# New grips



## West River WoodWorks (Jul 5, 2012)

Here are the first two sets of grips I have made. Curly koa on the 22 and wenge for the 40. I used tru oil for the finish and then buffed them with the Beal buffing system.
Now its time to go have fun!
[attachment=7460]
Tom


----------



## HomeBody (Jul 7, 2012)

I guess I don't get out much. I've used Tru-Oil for 30 yrs. but I've never heard of the Beal Buffing System. What is it? It must work, your grips sure look nice. Gary


----------



## Mizer (Jul 7, 2012)

They look pretty good! Especially for your first ones.


----------



## West River WoodWorks (Jul 9, 2012)

HomeBody said:


> I guess I don't get out much. I've used Tru-Oil for 30 yrs. but I've never heard of the Beal Buffing System. What is it? It must work, your grips sure look nice. Gary



The buffing system works really well, gives a glassy smooth finish. 

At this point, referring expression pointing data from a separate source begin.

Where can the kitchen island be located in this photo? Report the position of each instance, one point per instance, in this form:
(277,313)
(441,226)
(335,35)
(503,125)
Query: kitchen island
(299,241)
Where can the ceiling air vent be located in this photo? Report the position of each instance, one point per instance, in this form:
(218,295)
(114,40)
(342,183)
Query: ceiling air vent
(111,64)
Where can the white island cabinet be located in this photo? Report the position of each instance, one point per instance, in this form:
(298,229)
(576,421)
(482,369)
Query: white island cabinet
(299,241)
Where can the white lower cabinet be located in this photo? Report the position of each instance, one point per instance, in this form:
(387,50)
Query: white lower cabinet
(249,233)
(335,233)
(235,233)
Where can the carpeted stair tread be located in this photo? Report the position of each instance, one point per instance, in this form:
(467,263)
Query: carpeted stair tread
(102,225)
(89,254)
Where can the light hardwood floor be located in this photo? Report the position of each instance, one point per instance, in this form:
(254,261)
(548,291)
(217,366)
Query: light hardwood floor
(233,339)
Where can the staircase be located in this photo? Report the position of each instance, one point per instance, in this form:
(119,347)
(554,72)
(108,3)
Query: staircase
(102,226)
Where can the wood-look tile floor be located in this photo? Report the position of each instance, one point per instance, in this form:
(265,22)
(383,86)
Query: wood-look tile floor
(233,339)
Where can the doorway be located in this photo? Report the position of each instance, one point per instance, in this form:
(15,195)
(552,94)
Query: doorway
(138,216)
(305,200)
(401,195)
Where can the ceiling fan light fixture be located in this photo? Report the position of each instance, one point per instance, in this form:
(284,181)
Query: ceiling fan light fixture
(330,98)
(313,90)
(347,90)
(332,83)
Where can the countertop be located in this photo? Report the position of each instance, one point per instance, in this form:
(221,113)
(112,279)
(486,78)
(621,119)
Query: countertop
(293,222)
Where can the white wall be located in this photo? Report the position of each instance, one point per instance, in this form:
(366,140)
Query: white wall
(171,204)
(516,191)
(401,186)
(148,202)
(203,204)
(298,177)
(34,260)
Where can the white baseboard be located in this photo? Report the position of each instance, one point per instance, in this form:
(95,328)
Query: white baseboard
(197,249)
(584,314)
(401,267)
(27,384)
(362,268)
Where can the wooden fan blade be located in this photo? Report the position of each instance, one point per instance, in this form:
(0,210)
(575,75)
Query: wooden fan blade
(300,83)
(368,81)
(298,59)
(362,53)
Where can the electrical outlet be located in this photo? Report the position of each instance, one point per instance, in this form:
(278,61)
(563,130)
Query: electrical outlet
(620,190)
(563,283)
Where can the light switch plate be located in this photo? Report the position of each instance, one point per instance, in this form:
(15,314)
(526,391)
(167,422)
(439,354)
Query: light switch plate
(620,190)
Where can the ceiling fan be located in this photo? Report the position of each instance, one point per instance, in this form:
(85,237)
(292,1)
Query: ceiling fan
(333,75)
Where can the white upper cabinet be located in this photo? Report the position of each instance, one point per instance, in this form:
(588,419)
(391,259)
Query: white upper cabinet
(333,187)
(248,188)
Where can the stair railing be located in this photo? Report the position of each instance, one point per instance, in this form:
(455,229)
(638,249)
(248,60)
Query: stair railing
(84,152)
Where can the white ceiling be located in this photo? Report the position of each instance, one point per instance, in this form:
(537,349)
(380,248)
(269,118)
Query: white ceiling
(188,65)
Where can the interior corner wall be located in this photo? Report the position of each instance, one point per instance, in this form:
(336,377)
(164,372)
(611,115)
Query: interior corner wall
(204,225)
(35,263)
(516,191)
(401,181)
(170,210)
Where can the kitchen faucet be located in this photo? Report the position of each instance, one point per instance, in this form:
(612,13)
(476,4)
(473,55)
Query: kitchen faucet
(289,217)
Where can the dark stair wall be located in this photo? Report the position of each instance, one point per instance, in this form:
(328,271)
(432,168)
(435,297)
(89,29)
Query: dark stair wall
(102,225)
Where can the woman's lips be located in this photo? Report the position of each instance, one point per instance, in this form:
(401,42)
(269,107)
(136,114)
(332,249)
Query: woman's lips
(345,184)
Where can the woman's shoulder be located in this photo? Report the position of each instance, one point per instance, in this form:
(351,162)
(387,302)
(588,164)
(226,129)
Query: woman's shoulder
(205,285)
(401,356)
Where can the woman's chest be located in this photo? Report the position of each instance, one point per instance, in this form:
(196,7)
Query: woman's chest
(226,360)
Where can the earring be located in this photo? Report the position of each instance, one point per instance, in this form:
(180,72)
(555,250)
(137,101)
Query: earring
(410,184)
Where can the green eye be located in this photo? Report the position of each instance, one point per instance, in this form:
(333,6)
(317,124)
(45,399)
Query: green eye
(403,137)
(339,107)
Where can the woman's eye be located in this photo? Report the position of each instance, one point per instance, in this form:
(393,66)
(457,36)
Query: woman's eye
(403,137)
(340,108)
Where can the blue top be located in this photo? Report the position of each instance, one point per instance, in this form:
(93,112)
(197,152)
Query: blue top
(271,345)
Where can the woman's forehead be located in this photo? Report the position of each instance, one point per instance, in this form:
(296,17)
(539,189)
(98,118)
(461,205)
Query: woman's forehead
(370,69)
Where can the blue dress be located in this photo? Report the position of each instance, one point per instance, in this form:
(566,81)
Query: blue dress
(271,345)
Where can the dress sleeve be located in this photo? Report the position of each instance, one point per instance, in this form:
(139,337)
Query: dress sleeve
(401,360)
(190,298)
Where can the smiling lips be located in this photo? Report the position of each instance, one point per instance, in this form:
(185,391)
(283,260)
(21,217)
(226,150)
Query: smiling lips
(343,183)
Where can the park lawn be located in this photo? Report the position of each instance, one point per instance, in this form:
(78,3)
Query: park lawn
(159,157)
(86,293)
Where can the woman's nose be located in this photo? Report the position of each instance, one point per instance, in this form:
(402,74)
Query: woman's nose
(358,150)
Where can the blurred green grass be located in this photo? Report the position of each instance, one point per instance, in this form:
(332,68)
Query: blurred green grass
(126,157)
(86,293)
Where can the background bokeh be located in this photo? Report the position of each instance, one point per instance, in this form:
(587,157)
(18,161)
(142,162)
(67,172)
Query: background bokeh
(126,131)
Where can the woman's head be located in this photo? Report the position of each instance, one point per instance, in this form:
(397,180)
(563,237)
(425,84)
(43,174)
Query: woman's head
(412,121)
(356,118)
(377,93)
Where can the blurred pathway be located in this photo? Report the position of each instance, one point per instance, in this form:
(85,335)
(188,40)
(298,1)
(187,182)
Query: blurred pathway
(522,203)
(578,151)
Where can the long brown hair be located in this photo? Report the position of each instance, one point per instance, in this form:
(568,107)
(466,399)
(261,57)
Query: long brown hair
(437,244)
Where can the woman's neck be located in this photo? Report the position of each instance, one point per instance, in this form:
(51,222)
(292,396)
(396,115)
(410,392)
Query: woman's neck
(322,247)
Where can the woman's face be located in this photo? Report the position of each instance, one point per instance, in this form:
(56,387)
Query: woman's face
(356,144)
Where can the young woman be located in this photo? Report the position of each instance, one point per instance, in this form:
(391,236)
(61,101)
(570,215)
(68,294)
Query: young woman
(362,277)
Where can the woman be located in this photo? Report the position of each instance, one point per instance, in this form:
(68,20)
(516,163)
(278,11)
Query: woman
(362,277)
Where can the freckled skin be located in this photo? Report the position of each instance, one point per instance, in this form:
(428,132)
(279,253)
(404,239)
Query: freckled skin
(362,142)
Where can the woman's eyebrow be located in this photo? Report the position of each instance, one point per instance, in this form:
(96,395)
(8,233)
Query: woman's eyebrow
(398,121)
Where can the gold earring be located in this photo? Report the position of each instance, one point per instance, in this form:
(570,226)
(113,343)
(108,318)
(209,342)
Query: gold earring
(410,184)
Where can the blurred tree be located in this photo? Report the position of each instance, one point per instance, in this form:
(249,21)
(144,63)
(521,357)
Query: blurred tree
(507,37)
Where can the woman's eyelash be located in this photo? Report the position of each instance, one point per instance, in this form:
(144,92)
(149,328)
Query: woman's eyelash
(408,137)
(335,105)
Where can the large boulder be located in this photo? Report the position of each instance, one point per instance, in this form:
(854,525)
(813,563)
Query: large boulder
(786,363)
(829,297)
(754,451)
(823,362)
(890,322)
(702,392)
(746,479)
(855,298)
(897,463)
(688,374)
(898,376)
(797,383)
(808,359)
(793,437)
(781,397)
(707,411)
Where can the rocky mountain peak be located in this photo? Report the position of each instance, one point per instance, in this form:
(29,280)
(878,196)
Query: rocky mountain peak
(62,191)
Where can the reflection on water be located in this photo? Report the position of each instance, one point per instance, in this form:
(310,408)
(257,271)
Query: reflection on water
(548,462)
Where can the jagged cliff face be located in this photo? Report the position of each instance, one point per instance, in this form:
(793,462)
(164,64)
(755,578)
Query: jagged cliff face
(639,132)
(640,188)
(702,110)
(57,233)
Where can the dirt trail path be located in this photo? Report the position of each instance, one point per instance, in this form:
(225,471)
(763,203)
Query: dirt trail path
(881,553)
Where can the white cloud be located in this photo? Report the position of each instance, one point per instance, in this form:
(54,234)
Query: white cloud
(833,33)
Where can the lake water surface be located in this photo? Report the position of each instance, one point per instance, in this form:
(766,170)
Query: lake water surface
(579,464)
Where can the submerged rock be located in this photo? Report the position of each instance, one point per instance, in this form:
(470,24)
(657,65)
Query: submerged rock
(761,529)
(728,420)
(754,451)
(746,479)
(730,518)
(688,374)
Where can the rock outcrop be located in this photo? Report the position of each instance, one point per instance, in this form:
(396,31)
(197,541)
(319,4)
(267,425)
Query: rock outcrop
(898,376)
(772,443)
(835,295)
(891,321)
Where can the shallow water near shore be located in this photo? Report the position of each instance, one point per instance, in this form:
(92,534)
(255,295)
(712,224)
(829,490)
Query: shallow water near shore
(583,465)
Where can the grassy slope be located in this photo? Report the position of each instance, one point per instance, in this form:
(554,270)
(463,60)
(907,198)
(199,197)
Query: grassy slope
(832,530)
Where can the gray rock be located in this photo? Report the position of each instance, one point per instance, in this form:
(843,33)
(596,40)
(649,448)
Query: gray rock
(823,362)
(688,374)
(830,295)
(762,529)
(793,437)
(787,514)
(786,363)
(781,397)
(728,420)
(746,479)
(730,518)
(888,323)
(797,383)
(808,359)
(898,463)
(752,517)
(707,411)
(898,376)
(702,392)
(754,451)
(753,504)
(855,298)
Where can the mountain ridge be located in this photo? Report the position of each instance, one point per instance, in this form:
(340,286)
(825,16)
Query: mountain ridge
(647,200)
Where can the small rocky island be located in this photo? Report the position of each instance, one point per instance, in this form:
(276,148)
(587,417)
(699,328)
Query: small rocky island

http://www.woodcraft.com/product/2002036/3729/beall-wood-buff-system.aspx

I bought it for pens but have been using it on everything I can easily hold up to it.
Tom


----------



## Talisman1A (Jul 16, 2012)

West River WoodWorks said:


> Here are the first two sets of grips I have made. Curly koa on the 22 and wenge for the 40. I used tru oil for the finish and then buffed them with the Beal buffing system.
> Now its time to go have fun!
> 
> Tom


I've got some Koa and some Wenge, plan is to have some riflestocks made out of them. I just hope they turn out as nice as these grips.


----------



## Talisman1A (Jul 16, 2012)

West River WoodWorks said:


> Here are the first two sets of grips I have made. Curly koa on the 22 and wenge for the 40. I used tru oil for the finish and then buffed them with the Beal buffing system.
> Now its time to go have fun!
> 
> Tom


I've got some Koa and some Wenge, plan is to have some riflestocks made out of them. I just hope they turn out as nice as these grips.


----------



## West River WoodWorks (Jul 16, 2012)

Talisman1A said:


> West River WoodWorks said:
> 
> 
> > Here are the first two sets of grips I have made. Curly koa on the 22 and wenge for the 40. I used tru oil for the finish and then buffed them with the Beal buffing system.
> ...




Thanks for the compliment!:irishjig:
The Koa shouldnt be any problem, works easiy and finishes beautifully.
The Wenge was a bit more work. It has natural lines which need to be filled with CA or epoxy. I didnt do this and it took more work to get the grips to finish out the way I liked them.
Good luck to you on your rifle stock build, I will be trying to build one this fall. 
Tom


----------